この死にぞこないが私にこんな態度をとるなんて、特典なんて見せてやらないわ。前を歩きなさい!

北原秀次は黙って先に立って歩き始めた。こんなくだらないことで、まるで見せてもらえるのが珍しいことでもあるかのように!

二人は道中誰も話さず、一人は不機嫌な顔で、もう一人は不愉快そうな表情で、すぐに学校の野球場に着いた。ネットの扉を開けて中に入ると、雪里がキャッチャーの防具を着てメタルバットを振っているのが一目で分かった。

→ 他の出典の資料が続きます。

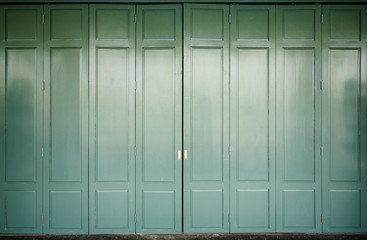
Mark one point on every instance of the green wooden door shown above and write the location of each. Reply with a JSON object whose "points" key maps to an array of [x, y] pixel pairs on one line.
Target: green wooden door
{"points": [[159, 119], [21, 96], [298, 118], [252, 90], [206, 118], [66, 119], [344, 119], [112, 119]]}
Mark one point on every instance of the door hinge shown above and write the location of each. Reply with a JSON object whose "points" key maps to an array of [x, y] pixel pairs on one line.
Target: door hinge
{"points": [[321, 151]]}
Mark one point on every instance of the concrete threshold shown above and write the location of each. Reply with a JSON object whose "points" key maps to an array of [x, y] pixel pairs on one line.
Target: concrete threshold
{"points": [[252, 236]]}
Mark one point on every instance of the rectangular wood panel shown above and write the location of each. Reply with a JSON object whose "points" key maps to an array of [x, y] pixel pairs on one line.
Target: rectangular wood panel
{"points": [[344, 118], [66, 119], [112, 119], [298, 118], [252, 104], [206, 118], [159, 119]]}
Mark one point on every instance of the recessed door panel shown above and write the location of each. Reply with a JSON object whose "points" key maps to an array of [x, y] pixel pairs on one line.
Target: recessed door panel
{"points": [[298, 118], [206, 133], [159, 119], [21, 107], [66, 119], [252, 88], [112, 119], [344, 119], [206, 117]]}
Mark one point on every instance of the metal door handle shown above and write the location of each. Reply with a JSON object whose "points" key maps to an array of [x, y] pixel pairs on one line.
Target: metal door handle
{"points": [[179, 155]]}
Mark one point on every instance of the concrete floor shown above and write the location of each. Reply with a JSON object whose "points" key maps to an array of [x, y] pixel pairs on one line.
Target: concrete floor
{"points": [[191, 237]]}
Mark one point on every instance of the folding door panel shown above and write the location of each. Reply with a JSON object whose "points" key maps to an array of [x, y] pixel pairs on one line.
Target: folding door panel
{"points": [[252, 88], [112, 119], [298, 118], [344, 119], [206, 118], [159, 119], [66, 119], [21, 109]]}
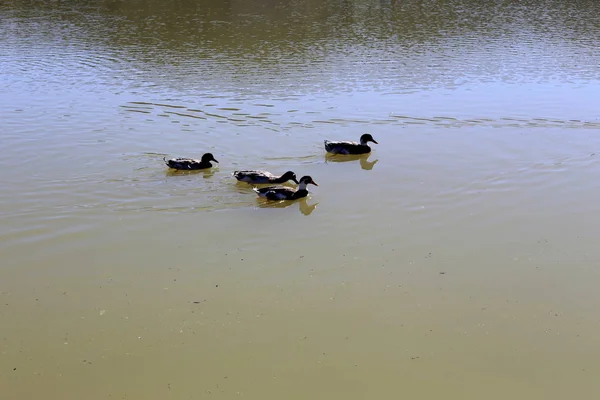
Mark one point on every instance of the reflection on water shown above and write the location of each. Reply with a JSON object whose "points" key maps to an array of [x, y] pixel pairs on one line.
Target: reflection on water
{"points": [[303, 205], [463, 266], [363, 159]]}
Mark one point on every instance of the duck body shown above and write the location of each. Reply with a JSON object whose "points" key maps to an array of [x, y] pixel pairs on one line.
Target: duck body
{"points": [[261, 177], [284, 192], [188, 164], [347, 147]]}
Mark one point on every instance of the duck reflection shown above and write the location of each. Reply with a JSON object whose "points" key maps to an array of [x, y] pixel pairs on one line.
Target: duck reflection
{"points": [[303, 205], [362, 158]]}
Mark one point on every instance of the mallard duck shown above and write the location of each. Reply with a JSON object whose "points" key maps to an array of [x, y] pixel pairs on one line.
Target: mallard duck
{"points": [[284, 192], [258, 177], [350, 147], [190, 163]]}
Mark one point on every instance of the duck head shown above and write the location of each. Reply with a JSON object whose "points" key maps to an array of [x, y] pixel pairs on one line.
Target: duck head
{"points": [[366, 138], [208, 157], [306, 180], [290, 176]]}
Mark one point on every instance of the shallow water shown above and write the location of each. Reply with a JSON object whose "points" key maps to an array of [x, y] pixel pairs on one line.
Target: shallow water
{"points": [[458, 259]]}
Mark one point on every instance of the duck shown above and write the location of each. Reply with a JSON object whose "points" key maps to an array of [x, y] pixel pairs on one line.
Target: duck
{"points": [[191, 163], [259, 177], [345, 147], [284, 192]]}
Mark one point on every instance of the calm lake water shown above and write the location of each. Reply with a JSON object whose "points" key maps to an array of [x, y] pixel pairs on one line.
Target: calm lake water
{"points": [[459, 260]]}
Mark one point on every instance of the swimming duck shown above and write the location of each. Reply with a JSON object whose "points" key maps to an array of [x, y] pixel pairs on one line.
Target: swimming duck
{"points": [[190, 163], [284, 192], [258, 177], [350, 147]]}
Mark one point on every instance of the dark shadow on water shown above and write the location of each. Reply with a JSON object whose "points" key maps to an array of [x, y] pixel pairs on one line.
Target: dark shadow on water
{"points": [[362, 158], [206, 173], [303, 205]]}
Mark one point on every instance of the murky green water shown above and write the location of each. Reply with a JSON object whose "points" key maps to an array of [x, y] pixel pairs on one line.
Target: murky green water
{"points": [[458, 260]]}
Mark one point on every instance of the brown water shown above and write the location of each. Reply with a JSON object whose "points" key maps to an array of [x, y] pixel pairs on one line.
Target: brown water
{"points": [[459, 260]]}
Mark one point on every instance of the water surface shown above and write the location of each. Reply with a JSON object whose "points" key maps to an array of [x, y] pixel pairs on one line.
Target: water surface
{"points": [[459, 259]]}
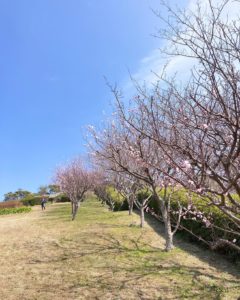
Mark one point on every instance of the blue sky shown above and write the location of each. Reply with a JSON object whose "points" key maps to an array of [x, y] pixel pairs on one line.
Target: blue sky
{"points": [[53, 56]]}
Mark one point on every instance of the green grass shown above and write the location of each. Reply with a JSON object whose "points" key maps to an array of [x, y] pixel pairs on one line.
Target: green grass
{"points": [[14, 210], [105, 255]]}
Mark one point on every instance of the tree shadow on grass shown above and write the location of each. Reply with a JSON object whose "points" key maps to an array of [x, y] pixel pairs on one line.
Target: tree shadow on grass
{"points": [[214, 259], [141, 264]]}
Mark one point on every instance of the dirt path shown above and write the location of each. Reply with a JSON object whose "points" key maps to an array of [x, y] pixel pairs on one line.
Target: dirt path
{"points": [[99, 256]]}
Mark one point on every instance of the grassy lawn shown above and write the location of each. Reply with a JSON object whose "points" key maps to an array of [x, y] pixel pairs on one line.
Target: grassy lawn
{"points": [[104, 255]]}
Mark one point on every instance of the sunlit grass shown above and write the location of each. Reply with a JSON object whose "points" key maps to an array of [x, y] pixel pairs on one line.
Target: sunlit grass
{"points": [[104, 255]]}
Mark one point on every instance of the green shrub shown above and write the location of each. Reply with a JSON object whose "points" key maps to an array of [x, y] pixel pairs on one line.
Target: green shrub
{"points": [[62, 198], [10, 204], [15, 210], [111, 197], [32, 200], [197, 226]]}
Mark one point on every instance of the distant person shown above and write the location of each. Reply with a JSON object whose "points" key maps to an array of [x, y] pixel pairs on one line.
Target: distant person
{"points": [[43, 203]]}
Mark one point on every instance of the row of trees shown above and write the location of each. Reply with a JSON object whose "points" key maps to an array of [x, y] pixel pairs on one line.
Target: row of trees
{"points": [[21, 194], [175, 136], [182, 136]]}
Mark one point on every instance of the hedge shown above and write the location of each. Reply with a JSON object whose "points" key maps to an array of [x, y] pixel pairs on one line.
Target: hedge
{"points": [[32, 200], [197, 226], [112, 198], [16, 210]]}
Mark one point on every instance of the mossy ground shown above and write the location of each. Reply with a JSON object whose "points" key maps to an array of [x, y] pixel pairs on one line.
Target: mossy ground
{"points": [[104, 255]]}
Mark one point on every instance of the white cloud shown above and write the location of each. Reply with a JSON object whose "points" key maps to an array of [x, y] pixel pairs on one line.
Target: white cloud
{"points": [[154, 62]]}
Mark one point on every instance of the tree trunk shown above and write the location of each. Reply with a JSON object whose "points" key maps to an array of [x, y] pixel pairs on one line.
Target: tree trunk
{"points": [[75, 210], [142, 216], [167, 224], [168, 235], [130, 206]]}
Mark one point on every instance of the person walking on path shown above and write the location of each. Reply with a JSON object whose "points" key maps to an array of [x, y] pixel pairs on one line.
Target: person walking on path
{"points": [[43, 203]]}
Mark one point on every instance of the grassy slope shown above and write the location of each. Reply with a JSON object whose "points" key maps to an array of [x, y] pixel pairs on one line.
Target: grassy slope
{"points": [[44, 255]]}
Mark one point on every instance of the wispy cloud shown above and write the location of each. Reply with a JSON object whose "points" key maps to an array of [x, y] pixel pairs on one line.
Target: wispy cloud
{"points": [[153, 63]]}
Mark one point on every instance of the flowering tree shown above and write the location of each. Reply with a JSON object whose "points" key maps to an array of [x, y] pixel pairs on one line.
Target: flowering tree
{"points": [[122, 150], [197, 128], [75, 180]]}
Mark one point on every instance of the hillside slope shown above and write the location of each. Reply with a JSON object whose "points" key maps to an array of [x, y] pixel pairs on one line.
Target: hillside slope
{"points": [[103, 255]]}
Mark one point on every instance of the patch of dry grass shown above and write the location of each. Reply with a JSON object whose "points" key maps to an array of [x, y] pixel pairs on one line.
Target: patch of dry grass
{"points": [[44, 255]]}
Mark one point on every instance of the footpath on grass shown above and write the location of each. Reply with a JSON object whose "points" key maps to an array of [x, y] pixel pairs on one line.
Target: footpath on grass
{"points": [[104, 255]]}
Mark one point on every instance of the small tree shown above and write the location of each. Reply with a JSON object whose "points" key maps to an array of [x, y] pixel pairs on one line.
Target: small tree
{"points": [[74, 180]]}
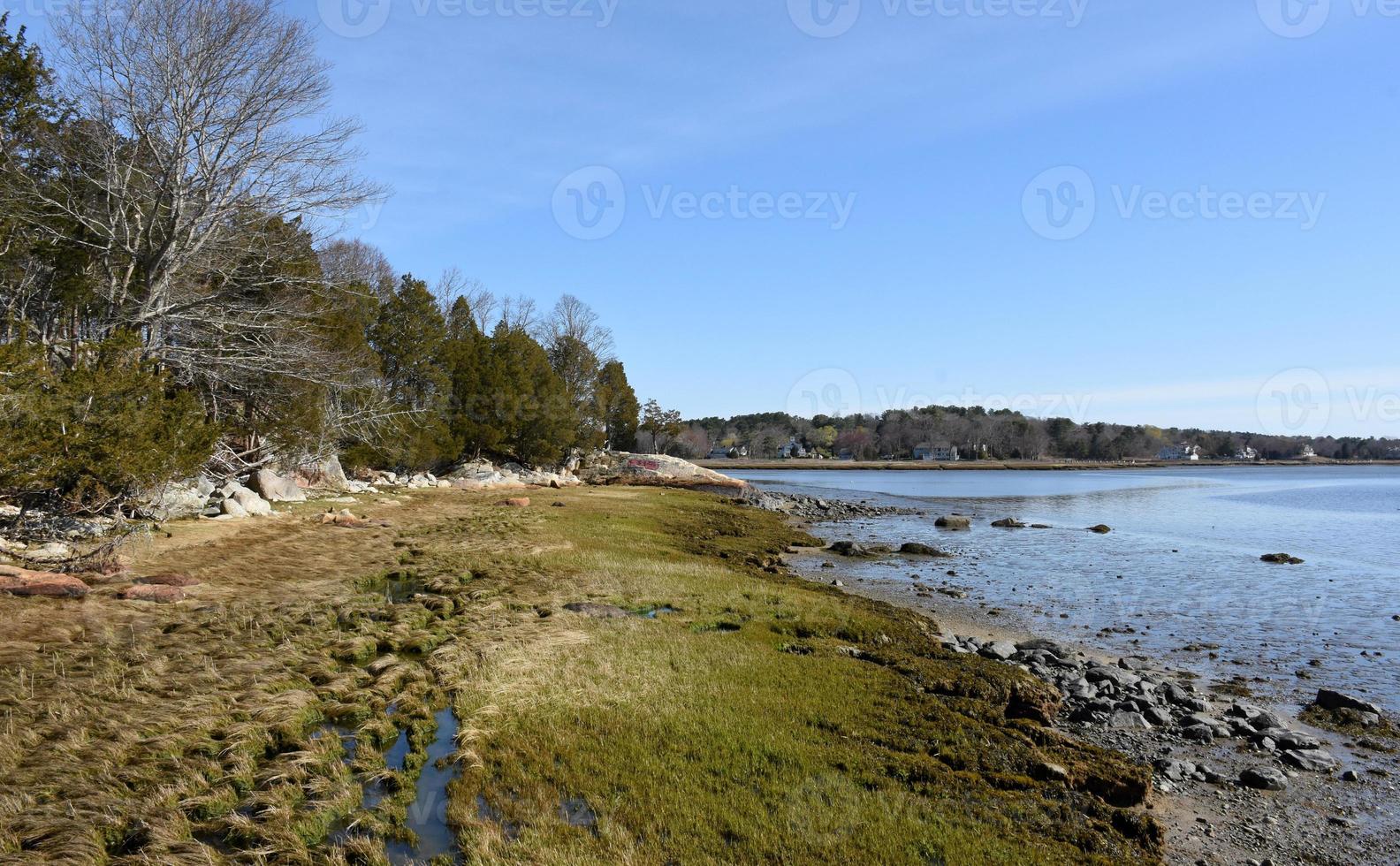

雪里も彼らに気付き、嬉しそうに鈴木希の方を向いて言った。「ほら見て、秀次は私のことを大切にしてくれるでしょう。メールを送ったらすぐに来てくれたわ。」

彼女がまだ喜んでいる最中、冬美はバックパックをその場に投げ捨て、急に速度を上げ、跳び上がって妹殺しの必殺技、福沢家秘伝奥義・豚殺しアッパーカットを繰り出し、怒りの声で叫んだ。「よくも授業をサボったわね、誰に許可をもらったの?!」

雪里は避けようともせず、顎に正確に一発を食らい、後ろに反り返って両腕を振って必死にバランスを取りながら、泣きそうな声で叫んだ。「お姉ちゃん、先に話を聞いて!説明させて!」

「お母さんに説明しなさい!」冬美は手を止める気配もなく、着地するなり再び跳び上がり、もう一度アッパーカットを放ち、どうしても雪里を倒そうとした。しかし北原秀次が追いつき、彼女の襟を掴んで後ろに引っ張り、怒鳴った。「もう言っただろう、これは彼女のせいじゃない。まず話を聞かせろ!」

授業をサボるのは確かによくないし、理屈の上では叩くべきだが、考えもなしに叩くのはダメだ。子供の教育にもこんなやり方があってはいけない!

冬美は空中で強制的に攻撃範囲から引き離されたが、雪里の目に突然光が宿り、瞬時に前に飛び出し、やはり正確に顎で冬美のアッパーカットを受け止めた。しかし今度は体勢を保てず、「あいたっ」と声を上げながら一回転して尻もちをついた。